Stereotypes are funny things. We know some are based on ignorance and hate. When there was an influx of Polish immigrants competing for jobs around the turn of the 20th century, for example, other disgruntled workers claimed that “all Poles are dumb.” Some stereotypes are based on what is perceived to be true. Many Asian cultures place a very high priority on education, so the “Asians are smarter than everyone else” stereotype was born.
Whether good or bad, “fact” or fabrication, stereotypes are unfair because they are shortcuts. True, some white people can’t dance, but I’m dating a white boy with the most amazing sense of rhythm I’ve ever seen. “Positive” stereotypes are just as bad because they place unreasonable expectations on people who happened to be born into a certain family. How would you like to be the Asian kid who sucks at math?
So this week, I’m going to do my civic duty and tackle a “positive” stereotype that is pervasive, unfair, and — perhaps most importantly — affects me personally: girls are neat and tidy.
I cannot begin to describe how untidy I am.

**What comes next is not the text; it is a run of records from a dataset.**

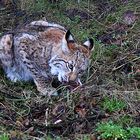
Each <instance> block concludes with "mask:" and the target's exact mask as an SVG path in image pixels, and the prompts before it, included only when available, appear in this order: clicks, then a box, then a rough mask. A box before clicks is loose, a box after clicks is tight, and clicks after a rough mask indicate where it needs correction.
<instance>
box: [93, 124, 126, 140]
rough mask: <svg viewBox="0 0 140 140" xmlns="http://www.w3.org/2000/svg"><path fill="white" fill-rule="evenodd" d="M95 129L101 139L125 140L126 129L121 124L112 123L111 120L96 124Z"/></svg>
mask: <svg viewBox="0 0 140 140" xmlns="http://www.w3.org/2000/svg"><path fill="white" fill-rule="evenodd" d="M96 131H97V132H98V133H99V134H100V137H101V138H102V139H106V140H107V139H112V140H113V139H115V140H118V139H122V140H127V131H126V130H124V129H123V127H122V126H120V125H116V124H113V122H112V121H110V122H106V123H99V124H97V128H96Z"/></svg>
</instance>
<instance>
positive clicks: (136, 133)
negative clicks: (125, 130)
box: [127, 127, 140, 139]
mask: <svg viewBox="0 0 140 140" xmlns="http://www.w3.org/2000/svg"><path fill="white" fill-rule="evenodd" d="M127 130H128V131H129V135H130V137H135V138H138V139H140V127H133V128H130V127H129V128H128V129H127Z"/></svg>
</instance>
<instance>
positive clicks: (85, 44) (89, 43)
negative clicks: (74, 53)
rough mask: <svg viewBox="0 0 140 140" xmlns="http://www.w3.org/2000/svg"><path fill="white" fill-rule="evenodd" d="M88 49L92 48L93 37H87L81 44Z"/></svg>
mask: <svg viewBox="0 0 140 140" xmlns="http://www.w3.org/2000/svg"><path fill="white" fill-rule="evenodd" d="M83 45H84V46H85V47H86V48H87V49H88V50H92V48H93V39H91V38H89V39H88V40H87V41H85V42H84V44H83Z"/></svg>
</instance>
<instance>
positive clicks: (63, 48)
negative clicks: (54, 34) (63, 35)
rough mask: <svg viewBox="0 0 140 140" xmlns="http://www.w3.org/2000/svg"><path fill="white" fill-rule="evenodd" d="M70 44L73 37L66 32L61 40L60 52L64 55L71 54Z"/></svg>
mask: <svg viewBox="0 0 140 140" xmlns="http://www.w3.org/2000/svg"><path fill="white" fill-rule="evenodd" d="M70 43H74V39H73V36H72V35H71V32H70V31H69V30H68V31H67V32H66V34H65V35H64V37H63V40H62V51H63V52H64V53H70V52H71V48H70V45H69V44H70Z"/></svg>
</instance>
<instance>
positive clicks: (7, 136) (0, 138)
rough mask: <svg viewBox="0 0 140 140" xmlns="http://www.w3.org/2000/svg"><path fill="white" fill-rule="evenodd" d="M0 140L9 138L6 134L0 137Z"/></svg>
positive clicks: (1, 135) (7, 139) (7, 138)
mask: <svg viewBox="0 0 140 140" xmlns="http://www.w3.org/2000/svg"><path fill="white" fill-rule="evenodd" d="M0 140H9V137H8V135H7V134H5V133H4V134H2V135H0Z"/></svg>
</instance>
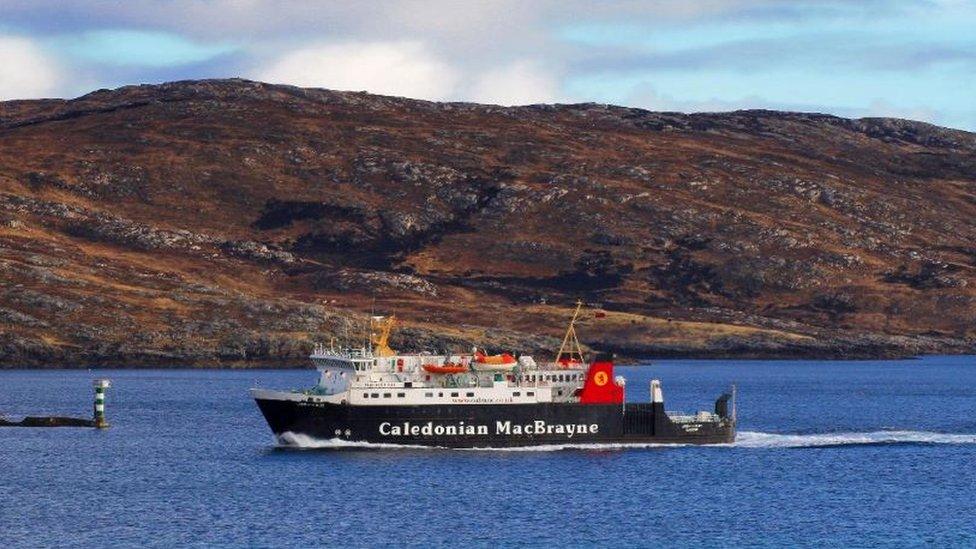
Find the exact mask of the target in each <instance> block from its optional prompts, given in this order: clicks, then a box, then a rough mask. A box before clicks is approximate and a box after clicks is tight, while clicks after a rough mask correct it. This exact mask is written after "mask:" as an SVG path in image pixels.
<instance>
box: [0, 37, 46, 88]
mask: <svg viewBox="0 0 976 549" xmlns="http://www.w3.org/2000/svg"><path fill="white" fill-rule="evenodd" d="M58 72H59V71H58V68H57V66H56V65H55V63H54V62H53V61H52V60H51V59H49V58H48V56H47V55H46V54H45V53H44V52H43V51H42V50H41V49H40V48H39V47H37V45H35V44H34V43H33V42H32V41H30V40H27V39H25V38H19V37H15V36H0V100H7V99H30V98H37V97H49V96H50V95H51V94H52V93H53V92H54V91H55V89H56V88H57V85H58V82H59V78H58Z"/></svg>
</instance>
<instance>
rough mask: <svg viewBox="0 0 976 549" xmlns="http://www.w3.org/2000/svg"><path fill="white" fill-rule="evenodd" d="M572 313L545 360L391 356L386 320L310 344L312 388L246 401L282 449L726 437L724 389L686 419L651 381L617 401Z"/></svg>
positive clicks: (701, 438)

You’re fortunate that you’re reading this article in print because my handwriting looks like it belongs to a third grader on a sugar high. My room looks like a combat zone in which it was strategically viable to plant a land mine in an underwear drawer. Sometimes — and I know this may shock readers — I do not smell good.

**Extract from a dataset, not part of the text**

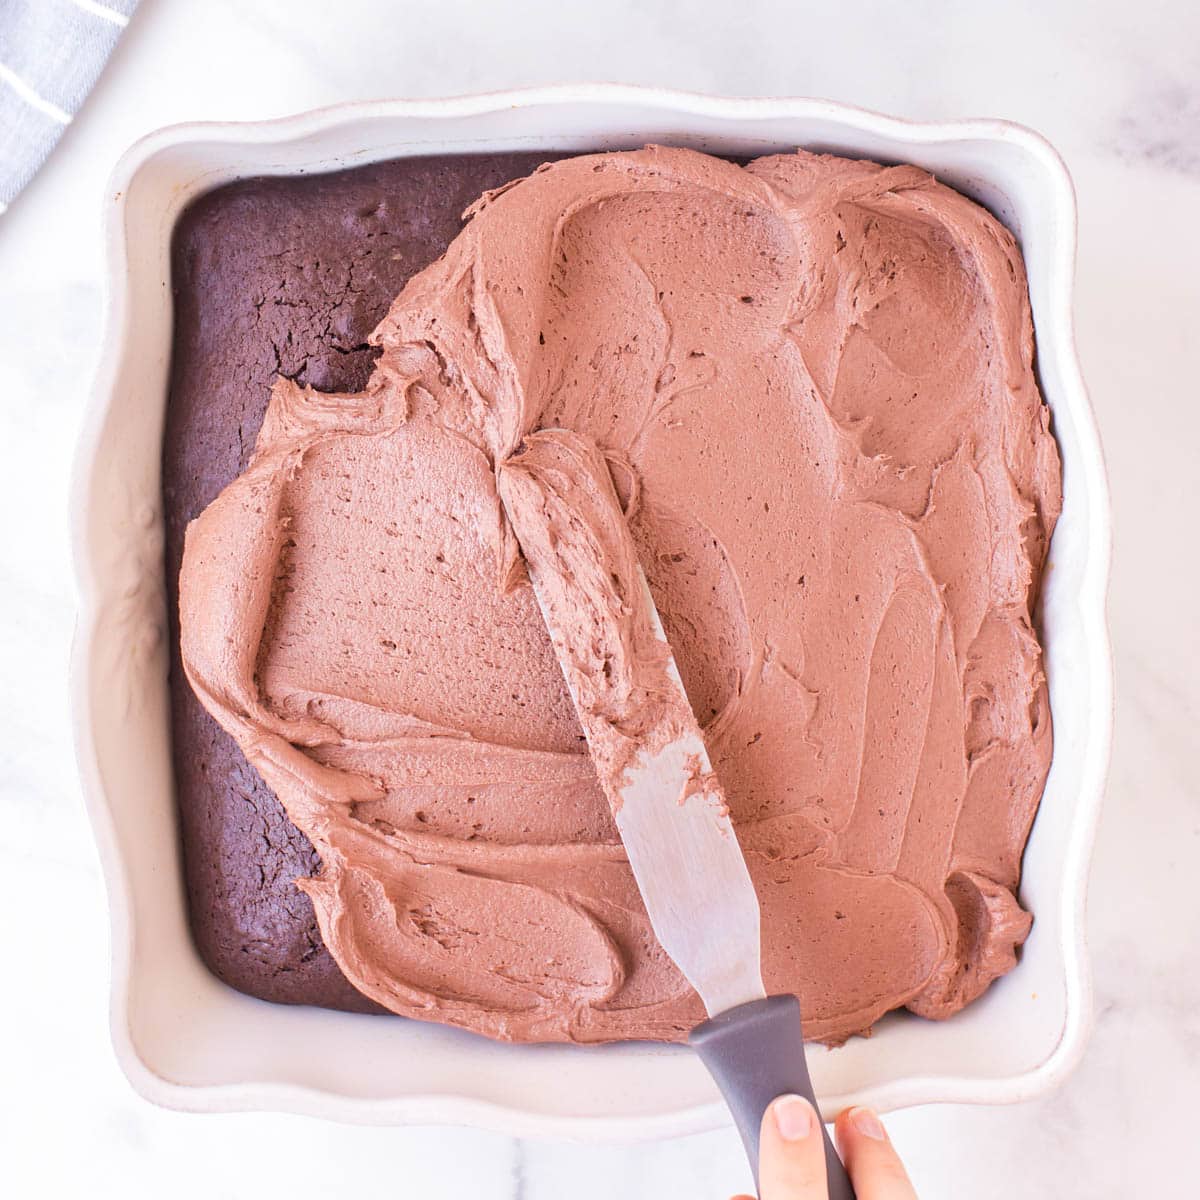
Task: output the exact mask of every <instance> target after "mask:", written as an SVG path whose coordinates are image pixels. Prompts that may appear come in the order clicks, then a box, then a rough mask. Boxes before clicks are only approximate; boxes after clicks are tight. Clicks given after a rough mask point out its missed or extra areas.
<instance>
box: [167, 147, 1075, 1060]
mask: <svg viewBox="0 0 1200 1200" xmlns="http://www.w3.org/2000/svg"><path fill="white" fill-rule="evenodd" d="M538 157H539V158H540V157H541V156H538ZM533 166H534V162H533V161H530V160H529V158H527V160H524V161H523V162H522V161H518V160H515V158H506V160H478V158H464V160H460V161H458V162H457V163H449V162H445V161H443V162H428V161H427V162H424V163H422V162H419V161H418V162H413V161H409V162H407V163H394V164H391V166H390V167H378V168H368V169H367V170H366V172H361V173H356V174H355V175H353V176H350V175H346V176H331V178H325V179H313V180H299V181H292V182H289V184H282V182H275V184H271V182H263V181H258V182H252V184H247V185H240V186H239V187H234V188H229V190H227V191H226V192H224V193H222V194H215V196H212V197H210V198H208V199H206V200H202V202H200V203H199V204H198V205H197V206H196V209H193V211H192V212H191V214H190V215H188V217H187V218H186V220H185V222H184V223H182V226H181V228H180V232H179V236H178V244H176V282H178V284H179V299H178V306H179V314H180V320H179V335H178V344H176V360H175V365H174V384H173V395H172V404H170V420H169V422H168V430H167V437H166V445H167V457H166V463H167V472H166V488H167V491H166V498H167V505H168V509H169V510H170V512H172V523H170V539H169V540H170V553H172V559H170V562H169V570H170V571H172V575H173V577H174V572H175V570H176V566H178V570H179V590H178V595H176V598H175V599H176V601H178V610H179V614H180V625H179V631H178V636H179V644H180V658H179V660H178V662H176V692H175V696H176V706H178V715H176V721H178V726H179V733H180V736H179V737H178V738H176V761H178V763H179V769H180V778H181V803H182V809H184V827H185V846H186V853H187V857H188V877H190V881H191V887H192V893H193V895H192V900H193V916H194V917H196V928H197V936H198V938H199V940H200V942H202V944H204V948H205V954H206V956H208V958H209V960H210V961H212V962H215V965H216V966H217V968H218V971H221V972H222V973H223V974H224V976H226V977H227V978H230V979H233V980H234V982H236V983H238V984H239V985H240V986H247V988H251V986H252V988H254V989H256V990H257V991H258V992H259V994H264V995H270V996H272V997H275V998H287V1000H294V1001H310V1002H312V1001H317V1002H320V1003H335V1004H340V1006H343V1007H356V1006H359V1004H361V1003H366V1002H365V1001H359V1000H358V998H356V995H355V994H359V995H361V996H365V997H370V998H371V1000H372V1001H374V1002H376V1003H377V1004H379V1006H382V1007H383V1008H386V1009H389V1010H391V1012H394V1013H397V1014H401V1015H406V1016H414V1018H419V1019H422V1020H432V1021H440V1022H444V1024H450V1025H456V1026H460V1027H463V1028H467V1030H472V1031H474V1032H479V1033H484V1034H487V1036H490V1037H494V1038H502V1039H509V1040H517V1042H550V1040H571V1042H581V1043H582V1042H604V1040H614V1039H626V1038H650V1039H660V1040H680V1039H683V1038H684V1037H685V1036H686V1033H688V1031H689V1030H690V1028H691V1027H692V1026H694V1025H695V1024H696V1022H697V1021H698V1020H700V1019H701V1018H702V1016H703V1009H702V1006H701V1004H700V1001H698V997H697V996H696V994H695V992H694V991H692V989H691V988H690V986H689V984H688V982H686V979H684V977H683V976H682V974H680V973H679V971H678V968H677V967H676V965H674V964H673V962H672V961H671V960H670V959H668V958H667V956H666V955H665V954H664V952H662V949H661V947H660V946H659V944H658V942H656V940H655V937H654V932H653V930H652V929H650V925H649V922H648V919H647V914H646V911H644V906H643V905H642V902H641V896H640V894H638V892H637V887H636V884H635V881H634V878H632V874H631V871H630V869H629V863H628V859H626V857H625V852H624V847H623V846H622V844H620V839H619V836H618V834H617V830H616V826H614V823H613V820H612V814H611V811H610V809H608V804H607V802H606V799H605V791H604V790H602V788H601V787H600V779H601V778H602V779H604V780H605V781H606V790H607V792H608V793H610V794H617V793H618V792H619V790H620V786H619V785H620V779H622V776H623V772H624V769H625V766H624V764H628V763H629V762H632V761H634V758H635V757H636V756H637V755H640V754H642V752H643V751H646V750H647V749H648V748H650V749H652V748H653V745H654V744H655V742H654V739H655V738H658V737H660V736H661V733H662V727H664V720H667V724H670V720H668V714H667V712H666V709H664V706H662V703H661V698H662V696H664V686H662V671H664V660H662V656H661V653H660V650H659V649H658V646H656V643H655V642H654V640H653V638H649V640H648V638H647V637H643V636H641V635H640V632H638V630H641V631H642V634H644V628H643V626H642V625H640V624H638V622H637V620H636V619H632V618H631V613H632V612H634V608H632V606H631V604H630V602H629V601H628V599H626V598H629V596H630V595H631V594H632V589H635V588H637V587H640V586H641V584H640V577H641V576H640V571H638V568H641V571H644V575H646V577H647V581H648V583H649V587H650V589H652V592H653V593H654V598H655V602H656V606H658V608H659V611H660V613H661V616H662V624H664V628H665V629H666V634H667V637H668V640H670V642H671V644H672V647H673V650H674V655H676V658H677V660H678V664H679V671H680V674H682V677H683V682H684V685H685V688H686V690H688V696H689V702H690V704H691V707H692V709H694V712H695V714H696V716H697V718H698V720H700V722H701V724H702V726H703V732H704V740H706V745H707V749H708V752H709V757H710V758H712V763H713V768H714V770H715V773H716V775H718V778H719V779H720V781H721V784H722V787H724V793H725V798H726V800H727V804H728V815H730V817H731V820H732V822H733V826H734V829H736V832H737V836H738V841H739V844H740V848H742V851H743V853H744V856H745V860H746V866H748V869H749V872H750V876H751V878H752V881H754V883H755V888H756V890H757V894H758V901H760V907H761V912H762V964H763V980H764V985H766V988H767V989H768V991H778V992H796V994H798V995H799V996H800V1000H802V1006H803V1010H804V1014H805V1034H806V1036H808V1037H810V1038H817V1039H822V1040H826V1042H829V1043H838V1042H841V1040H845V1039H846V1038H847V1037H850V1036H852V1034H856V1033H862V1032H866V1031H869V1030H870V1027H871V1025H872V1024H874V1022H875V1021H876V1020H877V1019H880V1018H881V1016H882V1015H883V1014H886V1013H888V1012H890V1010H892V1009H895V1008H900V1007H905V1008H908V1009H910V1010H912V1012H914V1013H917V1014H920V1015H923V1016H929V1018H936V1019H941V1018H947V1016H950V1015H953V1014H954V1013H955V1012H958V1010H959V1009H961V1008H962V1007H964V1006H965V1004H968V1003H971V1002H972V1001H973V1000H974V998H976V997H977V996H979V995H980V994H982V992H983V991H984V990H985V989H986V988H988V986H989V985H990V984H991V983H992V980H995V979H996V978H998V977H1000V976H1001V974H1003V973H1004V972H1007V971H1009V970H1010V968H1012V967H1013V966H1014V964H1015V961H1016V952H1018V948H1019V947H1020V944H1021V942H1022V941H1024V940H1025V937H1026V935H1027V932H1028V929H1030V924H1031V914H1030V913H1028V912H1026V911H1025V908H1024V907H1022V906H1021V904H1020V900H1019V896H1018V892H1016V889H1018V883H1019V878H1020V860H1021V852H1022V848H1024V845H1025V839H1026V835H1027V833H1028V828H1030V823H1031V821H1032V818H1033V814H1034V811H1036V809H1037V804H1038V800H1039V798H1040V794H1042V787H1043V785H1044V781H1045V775H1046V770H1048V768H1049V763H1050V755H1051V745H1052V738H1051V728H1050V713H1049V703H1048V694H1046V684H1045V678H1044V674H1043V670H1042V649H1040V644H1039V642H1038V636H1037V631H1036V629H1034V628H1033V618H1032V614H1033V608H1034V604H1036V600H1037V594H1038V588H1039V583H1040V576H1042V571H1043V566H1044V563H1045V557H1046V552H1048V546H1049V539H1050V534H1051V532H1052V529H1054V524H1055V521H1056V518H1057V515H1058V511H1060V505H1061V484H1060V466H1058V456H1057V450H1056V446H1055V443H1054V438H1052V436H1051V433H1050V428H1049V413H1048V410H1046V408H1045V406H1044V403H1043V402H1042V397H1040V394H1039V391H1038V386H1037V380H1036V377H1034V372H1033V329H1032V319H1031V313H1030V302H1028V296H1027V293H1026V287H1025V276H1024V264H1022V263H1021V258H1020V251H1019V248H1018V246H1016V244H1015V241H1014V239H1013V238H1012V235H1010V234H1009V233H1008V232H1007V230H1006V229H1004V228H1003V227H1002V226H1001V224H1000V223H998V222H997V221H996V220H995V218H994V217H992V216H991V215H990V214H988V212H986V211H985V210H983V209H982V208H979V206H978V205H977V204H973V203H972V202H971V200H968V199H966V198H965V197H962V196H960V194H959V193H956V192H954V191H952V190H950V188H948V187H946V186H943V185H941V184H940V182H937V181H936V180H935V179H932V178H931V176H930V175H929V174H928V173H926V172H923V170H920V169H918V168H916V167H907V166H899V167H882V166H878V164H876V163H870V162H859V161H852V160H847V158H842V157H835V156H828V155H812V154H808V152H804V151H800V150H798V151H794V152H790V154H780V155H769V156H766V157H763V158H758V160H755V161H754V162H750V163H746V164H744V166H743V164H738V163H733V162H728V161H725V160H720V158H715V157H712V156H708V155H703V154H697V152H695V151H690V150H680V149H666V148H656V146H648V148H646V149H643V150H638V151H631V152H622V154H598V155H584V156H577V157H572V158H569V160H565V161H557V162H552V163H545V164H542V166H540V167H538V168H536V169H534V170H530V168H532V167H533ZM523 170H524V172H528V174H526V176H524V178H523V179H520V180H517V181H514V182H511V184H508V182H505V180H508V179H510V178H511V176H514V175H520V174H521V173H522V172H523ZM389 173H395V174H389ZM488 185H498V186H494V187H488ZM434 198H436V203H434ZM467 202H472V203H470V206H469V220H468V221H467V222H466V224H464V226H463V227H462V229H461V230H457V232H456V229H457V222H456V220H455V214H456V212H457V211H458V210H460V209H461V208H462V206H464V205H466V204H467ZM443 248H445V253H443V254H440V257H437V258H436V260H433V262H431V259H434V257H436V256H437V254H438V252H439V251H440V250H443ZM426 264H427V265H426ZM418 268H420V270H416V269H418ZM414 271H415V272H416V274H414ZM406 280H407V281H408V282H407V283H406ZM392 295H395V298H394V299H391V302H390V304H389V298H391V296H392ZM368 331H370V332H368ZM377 350H378V352H379V353H378V358H374V354H376V352H377ZM268 396H269V400H268ZM264 402H266V407H265V413H264V412H263V406H264ZM251 445H253V449H252V452H251ZM502 493H503V497H504V499H503V503H502V499H500V497H502ZM188 518H191V523H190V524H188V526H187V528H186V532H185V530H184V528H182V526H184V522H185V521H187V520H188ZM181 534H182V535H184V547H182V557H181V559H180V556H179V542H180V536H181ZM527 536H529V538H533V539H534V540H533V542H529V544H527V542H526V540H524V539H526V538H527ZM533 556H540V564H541V565H540V566H539V571H540V576H541V578H542V581H544V582H546V580H547V578H548V577H550V576H548V575H547V572H550V574H551V575H552V574H553V572H556V571H557V572H560V574H562V578H563V581H564V582H565V581H566V580H568V578H569V580H571V581H572V582H571V586H570V588H564V592H563V594H564V595H571V596H572V600H571V604H570V605H569V606H568V607H566V608H564V611H563V612H560V613H559V617H558V618H557V620H556V625H557V628H558V630H559V631H560V634H562V637H563V638H564V640H565V641H564V644H563V646H562V647H560V648H559V659H558V660H556V654H554V652H553V649H552V648H551V644H550V638H548V635H547V630H546V624H545V620H544V619H542V617H541V614H540V612H539V608H538V605H536V602H535V599H534V596H533V592H532V588H530V587H529V582H528V576H527V572H526V562H527V559H528V560H529V562H533V560H534V557H533ZM559 661H562V662H563V666H562V667H560V666H559ZM179 667H181V668H182V673H184V674H185V676H186V684H185V680H182V679H179V678H178V677H179V673H180V672H179ZM564 672H565V673H566V677H568V678H569V679H570V682H571V692H574V695H575V697H576V701H575V703H572V700H571V695H570V694H569V691H568V688H566V682H565V680H564ZM186 685H190V688H191V690H192V691H194V694H196V696H197V697H198V700H199V703H200V704H203V707H204V709H206V710H208V713H210V714H211V716H212V718H214V719H215V720H216V722H217V725H218V726H220V728H221V730H223V731H224V732H226V733H227V734H228V736H229V737H230V738H232V739H233V743H235V744H236V746H238V748H240V750H241V751H242V752H245V755H246V758H245V761H244V760H241V758H240V757H238V756H236V751H235V750H234V749H233V745H232V744H230V743H229V742H224V740H222V739H221V737H220V736H217V733H216V731H215V728H214V726H211V725H209V724H208V722H206V720H205V719H204V718H203V716H202V715H200V712H199V709H198V708H196V702H194V701H191V700H190V697H188V696H187V692H186V691H185V686H186ZM580 714H583V716H584V721H586V725H587V728H588V738H587V740H584V738H583V734H582V728H581V715H580ZM259 780H262V782H260V781H259ZM264 784H265V786H264ZM268 788H269V790H268ZM701 793H703V788H698V790H696V788H685V790H684V792H683V794H682V796H678V797H667V798H665V799H664V803H667V804H676V803H679V804H692V803H704V799H703V794H701ZM272 796H274V797H277V798H278V800H280V802H281V803H282V805H283V809H282V811H281V810H280V809H278V808H276V806H275V800H274V799H272ZM284 814H286V816H284ZM289 821H290V823H292V824H294V826H295V827H296V828H298V829H300V830H302V832H304V834H305V835H306V836H307V839H308V841H305V839H304V838H301V836H300V834H299V833H296V832H295V830H294V829H292V828H290V827H289V823H288V822H289ZM318 858H319V864H318ZM302 896H306V898H307V899H308V900H311V902H312V912H311V914H310V911H308V910H307V908H306V906H305V904H304V900H302ZM218 912H221V913H222V916H221V917H220V919H218V918H217V917H216V913H218ZM313 916H314V917H316V925H314V924H313V922H312V917H313ZM318 931H319V935H318ZM322 946H324V947H326V948H328V950H329V953H330V955H331V956H332V959H334V960H336V962H337V964H338V966H340V967H341V971H342V972H343V973H344V978H340V977H338V976H337V974H336V972H335V971H334V968H332V964H331V962H330V960H329V959H326V958H325V956H324V952H323V949H322ZM352 985H353V986H352Z"/></svg>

It wasn’t as if I didn’t try to be neat, but my childhood attempts always ended in failure. When my classmates and I had to cut out pictures for collages, mine came out looking like they’d been attacked by paper clip-sized wolverines. It was depressing because I thought I was the only messy one; I eyed the other girls’ papers enviously, marveling at their flawless bubble letters, complete with perfect tiny hearts dotting their I’s. Sometimes, in secret, I would practice “girl writing” in my journal, desperately trying to reproduce that beauty. No matter how long I spent, my little hearts came out looking like butts.
I thought I was one of an unfortunate few, although girls I knew well all seemed to have secret sloppy habits. But it wasn’t until I began to frequent various online humor communities that I began to suspect the opposite. A common topic was the horrific sights and smells found in public restrooms, and there was no shortage of input from people who had at one point been forced to clean them. On multiple occasions, the consensus was that the ladies’ room was much grodier. I realized they could be onto something. I’ve experienced disgusting bathrooms from middle school to Angell Hall: paper everywhere, water in places it should not be, and God knows what sorts of bodily substances in and — if you’re truly “lucky” — around the toilets.
But since I’d always assumed that men’s room had to be 10 times worse, I decided to run an experiment. My boyfriend and I visited a series of public restrooms in his hometown and took notes comparing the nastiness of the men’s and ladies’ rooms. The worst thing we ever found in the men’s room was water around the sinks and a scrawled assurance on the wall that “TOY STORY 2 WAS OKAY.” Meanwhile, the women’s rooms were filled with unflushed toilets, soggy paper strewn about, and some truly horrible sights that I’m confident you don’t want to read about.
Of course, this isn’t enough to prove that women are the grosser sex (and according to my guy friends, the men’s room can be nasty, too), but it certainly goes to show that we’re capable of being vile. But why, then, did all of the girls seem to be so perfect when I was a kid?
My theory is that, while some ladies (and dudes) are naturally neat, girls are conditioned to act like we’re cleaner from a young age (as it happened, I had a slight motor disorder that prevented me from doing so). But as someone in a recent discussion on the humor website Something Awful put it, people are “completely inconsiderate of anything they do” in public restrooms. Hey, you’re busy and you’ve got to go. No one’s going to know if you don’t flush!
I’m not sure if I truly believe that women are naturally messier than men, but we’ve certainly got the potential. It might just be that after a day of pretending to be pristine princesses, the anonymity of the restroom is the girls’ chance to be a slob.
We should probably stop that. It’s nasty.